- Born: Colin Roudolph Campbell June 10, 1896 Chicago, Illinois, USA
- Died: October 9, 1918 (aged 22) France
- Buried: Preseau Communal Cemetery, Nord, France
- Allegiance: United Kingdom
- Branch: Royal Flying Corps, Royal Air Force
- Service years: 1917-1918
- Rank: Captain
- Unit: No. 62 Squadron RAF
- Memorials: Campbell Headstone, Hamilton Cemetery

= Lynn Campbell =

Canadian military aviator

Captain Colin "Lynn" Roudolph Campbell (1896–1918) was a Canadian military aviator during the First World War.

==Early life==
Lynn Campbell was born June 10, 1896, in Chicago, Illinois.

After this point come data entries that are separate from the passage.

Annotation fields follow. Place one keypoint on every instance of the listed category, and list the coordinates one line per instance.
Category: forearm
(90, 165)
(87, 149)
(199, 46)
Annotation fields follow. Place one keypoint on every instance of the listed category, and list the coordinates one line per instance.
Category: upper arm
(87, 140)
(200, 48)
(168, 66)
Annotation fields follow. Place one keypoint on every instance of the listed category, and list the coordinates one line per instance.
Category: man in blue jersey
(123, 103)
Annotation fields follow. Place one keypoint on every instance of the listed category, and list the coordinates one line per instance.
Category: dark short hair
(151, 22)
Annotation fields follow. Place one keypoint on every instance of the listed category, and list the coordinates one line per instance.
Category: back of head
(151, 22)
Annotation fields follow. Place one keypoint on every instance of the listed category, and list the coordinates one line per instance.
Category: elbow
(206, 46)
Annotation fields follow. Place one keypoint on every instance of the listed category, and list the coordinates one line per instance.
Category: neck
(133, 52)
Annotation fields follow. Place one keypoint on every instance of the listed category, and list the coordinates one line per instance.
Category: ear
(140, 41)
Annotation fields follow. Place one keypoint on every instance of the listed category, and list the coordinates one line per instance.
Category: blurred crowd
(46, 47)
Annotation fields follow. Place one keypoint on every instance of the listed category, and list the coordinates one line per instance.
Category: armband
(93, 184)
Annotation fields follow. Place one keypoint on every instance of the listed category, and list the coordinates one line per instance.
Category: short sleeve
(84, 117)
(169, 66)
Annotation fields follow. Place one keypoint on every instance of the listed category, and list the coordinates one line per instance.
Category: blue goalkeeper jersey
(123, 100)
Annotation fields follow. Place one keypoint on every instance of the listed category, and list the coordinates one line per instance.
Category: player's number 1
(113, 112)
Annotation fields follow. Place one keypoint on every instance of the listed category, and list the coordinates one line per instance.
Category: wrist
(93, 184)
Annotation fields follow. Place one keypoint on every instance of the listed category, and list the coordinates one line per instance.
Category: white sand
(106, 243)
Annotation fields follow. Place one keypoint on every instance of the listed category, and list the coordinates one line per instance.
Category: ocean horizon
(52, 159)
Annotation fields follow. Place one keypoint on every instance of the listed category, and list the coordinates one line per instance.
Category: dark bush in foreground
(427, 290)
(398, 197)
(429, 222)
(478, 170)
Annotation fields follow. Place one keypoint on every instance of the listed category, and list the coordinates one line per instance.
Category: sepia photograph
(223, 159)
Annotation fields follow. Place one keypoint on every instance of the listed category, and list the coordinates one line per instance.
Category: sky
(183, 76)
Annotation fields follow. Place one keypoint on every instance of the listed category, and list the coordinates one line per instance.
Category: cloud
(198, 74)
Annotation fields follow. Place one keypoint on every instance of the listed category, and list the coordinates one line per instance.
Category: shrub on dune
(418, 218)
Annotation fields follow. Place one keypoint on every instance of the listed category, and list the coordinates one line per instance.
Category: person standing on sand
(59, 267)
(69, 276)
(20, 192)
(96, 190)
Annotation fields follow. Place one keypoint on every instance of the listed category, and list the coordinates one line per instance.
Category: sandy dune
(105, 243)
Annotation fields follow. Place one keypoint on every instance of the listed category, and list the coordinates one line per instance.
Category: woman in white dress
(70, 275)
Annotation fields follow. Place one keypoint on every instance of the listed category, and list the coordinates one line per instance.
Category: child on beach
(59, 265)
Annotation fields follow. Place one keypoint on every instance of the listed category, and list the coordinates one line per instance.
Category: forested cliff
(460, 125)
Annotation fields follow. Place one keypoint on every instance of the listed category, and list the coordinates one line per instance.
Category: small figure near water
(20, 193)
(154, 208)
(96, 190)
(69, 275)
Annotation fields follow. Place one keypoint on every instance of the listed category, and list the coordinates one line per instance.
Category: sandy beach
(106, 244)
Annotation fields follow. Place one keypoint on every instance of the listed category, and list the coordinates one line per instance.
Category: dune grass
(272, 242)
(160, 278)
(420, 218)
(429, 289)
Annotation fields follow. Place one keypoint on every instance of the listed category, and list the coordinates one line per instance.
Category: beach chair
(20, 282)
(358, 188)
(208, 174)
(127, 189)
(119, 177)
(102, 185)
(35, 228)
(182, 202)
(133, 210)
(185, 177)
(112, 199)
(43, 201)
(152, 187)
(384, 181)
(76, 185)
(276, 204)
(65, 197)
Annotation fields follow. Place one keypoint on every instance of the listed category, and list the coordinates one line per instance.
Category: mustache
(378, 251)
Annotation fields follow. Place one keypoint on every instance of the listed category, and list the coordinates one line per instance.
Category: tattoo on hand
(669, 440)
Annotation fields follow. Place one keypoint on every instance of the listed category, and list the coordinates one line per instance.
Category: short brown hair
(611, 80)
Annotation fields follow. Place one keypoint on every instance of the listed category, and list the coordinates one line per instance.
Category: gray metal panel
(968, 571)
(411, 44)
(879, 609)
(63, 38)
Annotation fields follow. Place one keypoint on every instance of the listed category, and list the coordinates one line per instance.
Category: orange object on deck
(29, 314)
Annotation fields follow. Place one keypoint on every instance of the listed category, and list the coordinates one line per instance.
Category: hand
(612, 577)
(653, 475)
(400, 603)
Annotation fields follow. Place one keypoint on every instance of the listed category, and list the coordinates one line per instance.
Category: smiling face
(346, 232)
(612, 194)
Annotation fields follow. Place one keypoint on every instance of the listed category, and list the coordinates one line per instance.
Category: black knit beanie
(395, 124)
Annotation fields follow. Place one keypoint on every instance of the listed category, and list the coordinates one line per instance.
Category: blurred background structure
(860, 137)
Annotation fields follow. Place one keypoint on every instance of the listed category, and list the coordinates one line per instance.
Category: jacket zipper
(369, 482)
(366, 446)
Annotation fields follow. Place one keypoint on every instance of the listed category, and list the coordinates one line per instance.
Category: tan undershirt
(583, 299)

His father was an American, Newton Campbell, and his mother, Mary Ford Campbell, was British-Canadian. Lynn spent much of his early childhood in South Carolina, before moving with his family to Hamilton, Ontario at the age of 14. He worked as an electrician in Hamilton from June 1915 to May 1917.

==World War I==
Campbell joined the Royal Flying from Toronto on May 19, 1917. He destroyed 3 enemy aircraft and sent 4 out of control while flying Bristol F.2 Fighters in the No. 62 Squadron RAF. He was shot down and killed on October 9, 1918, over France. Initially reported as missing, he was eventually confirmed dead, and buried in Preseau.